Saturdays are, of course, the busiest, reserved only for fashion masochists willing to rummage through untidy piles of sweaters or wait in seemingly interminable lines to get a changing room.
But therein lies the brand's appeal. Zara's frequent turnover of haute couture-inspired, affordable clothing means there's always a reason for fans to stop in, browse, and most importantly, buy. There are even those who confess to needing their weekly Zara "fix."

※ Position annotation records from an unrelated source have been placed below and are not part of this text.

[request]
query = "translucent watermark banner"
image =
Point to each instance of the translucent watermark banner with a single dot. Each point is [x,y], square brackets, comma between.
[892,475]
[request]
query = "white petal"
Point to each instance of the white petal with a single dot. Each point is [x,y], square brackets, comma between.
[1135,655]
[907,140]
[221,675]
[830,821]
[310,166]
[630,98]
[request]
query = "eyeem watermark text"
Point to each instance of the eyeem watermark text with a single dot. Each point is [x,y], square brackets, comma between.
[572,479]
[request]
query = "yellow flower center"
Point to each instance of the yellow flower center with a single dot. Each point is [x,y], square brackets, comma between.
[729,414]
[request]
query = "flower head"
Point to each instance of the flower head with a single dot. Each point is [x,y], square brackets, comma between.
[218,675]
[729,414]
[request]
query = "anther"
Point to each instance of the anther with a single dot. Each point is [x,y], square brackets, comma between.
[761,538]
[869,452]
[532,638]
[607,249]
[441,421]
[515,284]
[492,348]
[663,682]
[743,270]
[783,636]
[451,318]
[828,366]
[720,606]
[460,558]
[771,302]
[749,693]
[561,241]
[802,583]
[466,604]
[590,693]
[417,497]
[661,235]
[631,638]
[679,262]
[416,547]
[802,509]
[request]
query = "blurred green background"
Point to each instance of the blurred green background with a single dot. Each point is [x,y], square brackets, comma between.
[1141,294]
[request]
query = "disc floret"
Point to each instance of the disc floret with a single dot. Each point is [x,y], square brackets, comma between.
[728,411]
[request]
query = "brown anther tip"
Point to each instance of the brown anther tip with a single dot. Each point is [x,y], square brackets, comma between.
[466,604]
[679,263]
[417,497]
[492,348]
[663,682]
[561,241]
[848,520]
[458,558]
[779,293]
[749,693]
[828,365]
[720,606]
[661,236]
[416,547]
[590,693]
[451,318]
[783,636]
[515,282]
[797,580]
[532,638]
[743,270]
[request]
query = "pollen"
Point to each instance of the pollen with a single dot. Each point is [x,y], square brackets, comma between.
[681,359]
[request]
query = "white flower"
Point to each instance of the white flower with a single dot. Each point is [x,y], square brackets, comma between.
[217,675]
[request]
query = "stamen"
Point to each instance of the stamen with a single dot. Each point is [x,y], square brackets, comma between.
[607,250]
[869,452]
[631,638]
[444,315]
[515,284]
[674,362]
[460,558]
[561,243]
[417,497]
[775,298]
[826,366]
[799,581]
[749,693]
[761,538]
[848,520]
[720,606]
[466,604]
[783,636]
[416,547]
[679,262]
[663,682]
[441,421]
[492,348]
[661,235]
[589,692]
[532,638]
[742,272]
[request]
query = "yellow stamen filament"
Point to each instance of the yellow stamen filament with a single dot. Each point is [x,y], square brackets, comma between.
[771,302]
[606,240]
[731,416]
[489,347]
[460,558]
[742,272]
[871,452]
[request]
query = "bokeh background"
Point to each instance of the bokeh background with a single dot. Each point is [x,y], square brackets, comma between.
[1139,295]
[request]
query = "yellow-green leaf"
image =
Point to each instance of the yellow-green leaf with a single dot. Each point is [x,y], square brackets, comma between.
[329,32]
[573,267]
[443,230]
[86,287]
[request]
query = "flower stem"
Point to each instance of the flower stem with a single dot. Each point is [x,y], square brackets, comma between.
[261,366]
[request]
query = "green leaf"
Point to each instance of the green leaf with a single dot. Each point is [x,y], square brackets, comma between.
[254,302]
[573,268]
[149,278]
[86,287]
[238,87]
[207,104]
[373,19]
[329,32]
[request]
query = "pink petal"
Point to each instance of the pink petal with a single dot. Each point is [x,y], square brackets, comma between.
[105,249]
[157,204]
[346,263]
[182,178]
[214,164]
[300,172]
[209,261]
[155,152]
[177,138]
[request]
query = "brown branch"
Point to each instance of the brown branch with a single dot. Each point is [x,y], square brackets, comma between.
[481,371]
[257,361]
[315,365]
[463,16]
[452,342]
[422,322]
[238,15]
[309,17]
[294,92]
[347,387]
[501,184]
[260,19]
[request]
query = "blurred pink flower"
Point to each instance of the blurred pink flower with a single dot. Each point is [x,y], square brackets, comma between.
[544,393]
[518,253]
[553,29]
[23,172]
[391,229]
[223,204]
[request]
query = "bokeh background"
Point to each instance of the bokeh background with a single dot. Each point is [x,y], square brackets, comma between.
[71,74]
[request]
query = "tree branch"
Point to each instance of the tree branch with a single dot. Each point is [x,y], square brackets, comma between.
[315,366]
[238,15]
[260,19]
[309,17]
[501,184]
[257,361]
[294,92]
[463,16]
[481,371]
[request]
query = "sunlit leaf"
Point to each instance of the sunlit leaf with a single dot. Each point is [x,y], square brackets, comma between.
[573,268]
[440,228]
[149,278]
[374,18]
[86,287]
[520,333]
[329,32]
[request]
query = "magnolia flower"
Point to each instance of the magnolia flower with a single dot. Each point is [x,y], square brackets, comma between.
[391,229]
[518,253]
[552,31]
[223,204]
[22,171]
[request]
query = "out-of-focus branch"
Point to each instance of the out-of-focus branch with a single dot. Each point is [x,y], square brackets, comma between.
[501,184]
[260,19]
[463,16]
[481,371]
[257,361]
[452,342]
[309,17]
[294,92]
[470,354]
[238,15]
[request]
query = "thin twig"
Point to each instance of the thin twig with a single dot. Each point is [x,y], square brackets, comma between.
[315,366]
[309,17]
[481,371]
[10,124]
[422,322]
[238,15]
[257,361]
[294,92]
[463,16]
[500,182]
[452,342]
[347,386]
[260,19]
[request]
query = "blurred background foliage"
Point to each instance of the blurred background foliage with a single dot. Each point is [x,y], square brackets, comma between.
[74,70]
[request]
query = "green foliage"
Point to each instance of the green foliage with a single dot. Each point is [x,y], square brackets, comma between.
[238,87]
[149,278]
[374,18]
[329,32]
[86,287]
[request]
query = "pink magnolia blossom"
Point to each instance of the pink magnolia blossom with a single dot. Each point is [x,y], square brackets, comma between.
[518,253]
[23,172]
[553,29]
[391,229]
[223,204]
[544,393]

It's all music to the ears of Inditex CEO Armancio Ortega, who wants to grow the Zara brand in Europe, and particularly in England, Italy and Germany, according to a report in the German weekly Welt am Sonntag.
Fashion for the masses
"We democratized fashion," Ortega is fond of saying, and he sees plenty of potential for taking that philosophy further in Germany. Whereas Zara competitor Hennes & Mauritz (H&M), a Swedish retail chain, has 270 stores in Germany, Zara has just 37, mainly in large cities such as Berlin, Hamburg and Munich.
Soon though, smaller German cities will be included in the Zara phenomenon. Store openings are already planned this year for Kiel, Darmstadt and Karlsruhe.
Worldwide, Zara has 2,300 shops in 56 countries. Ortega's vision is to double the company's size by 2010. In 2005 alone, Ortega plans to invest 700 million euros ($905 million) in the opening of 350 new locations internationally.
Drawing board to floor in three weeks
The secret to Zara's success is Inditex's ability to react quickly to fashion trends, rapidly restock stores to meet large demand and fearlessly pull lines that aren't working. Zara can create a new line, from initial concept to stocking store shelves, in three weeks. The key, said Inditex Vice President Jose Castellano, is communication and using technology to control almost every aspect of design, production and distribution.
"That's the only way we can react to the trends so quickly," Castellano said.
Spotting the trends is the job of the company's team of 200 designers.
"We don't carry any big names, and despite this, we have excellent people on staff," Castellano said, referring to competitor H&M's decision to have German designer Karl Lagerfeld create a special, limited-edition line.